The Atlantic

The Most Expensive Weather Year Ever

Economists are tallying the damage from the fires and the hurricanes, and finding their true costs immeasurable.
Source: Gene Blevins / Reuters

There were the hurricanes that rained down biblical floods on Texas and Florida and devastated Puerto Rico and the Virgin Islands. There were the fires that smoked wine country and coated Montana and Oregon in ash, and the fires that are burning down houses in Santa Barbara. Then, there were the king tides that flooded Miami, the heat waves that seared the southwest, the tornadoes that scarred the southeast, and the rains that never came in the Cascades. No wonder the National Oceanographic and Atmospheric Administration has deemed this to be the second most extreme year, weather-wise, in the past century.
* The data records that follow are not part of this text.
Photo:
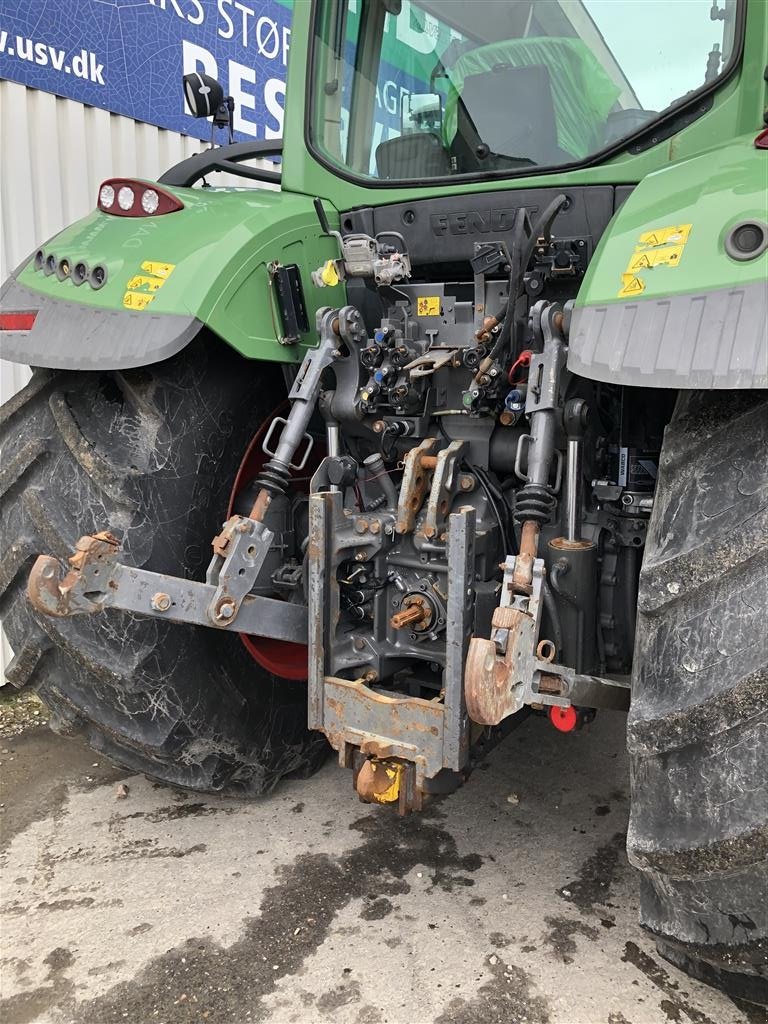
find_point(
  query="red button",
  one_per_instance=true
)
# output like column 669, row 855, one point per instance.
column 564, row 719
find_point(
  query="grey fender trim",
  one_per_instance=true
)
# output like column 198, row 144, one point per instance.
column 73, row 336
column 702, row 340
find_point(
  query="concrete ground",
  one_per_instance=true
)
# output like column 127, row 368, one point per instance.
column 511, row 901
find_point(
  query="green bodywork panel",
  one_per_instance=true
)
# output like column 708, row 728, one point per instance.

That extreme weather has taken a devastating and unknowable human toll, on families from San Juan to San Francisco. And it has taken economic one as well. It now seems a near certainty that 2017 will be the most expensive year in American history in terms of natural disasters—and a preview of the trillions of dollars of costs related to climate change yet to come.  

The effect is perhaps clearest in terms of property damage, in the United States’ territories as well as in the states, with governments, insurers, and individuals counting up the losses from torn-apart homes, flooded cars, downed bridges, destroyed electrical grids, and shuttered hospitals. Early in the fall, Hurricane Maria devastated the island of Puerto Rico, which had already suffered a decade-long recession. The government there has asked for $95 billion the electric. The credit-rating agency Moody’s puts the estimate of the storm’s damage at $40 billion in lost economic output and $55 billion in property damage, in a region with a GDP of about $100 billion a year. The numbers are similarly devastating in the Virgin Islands, which were hit by Hurricane Irma.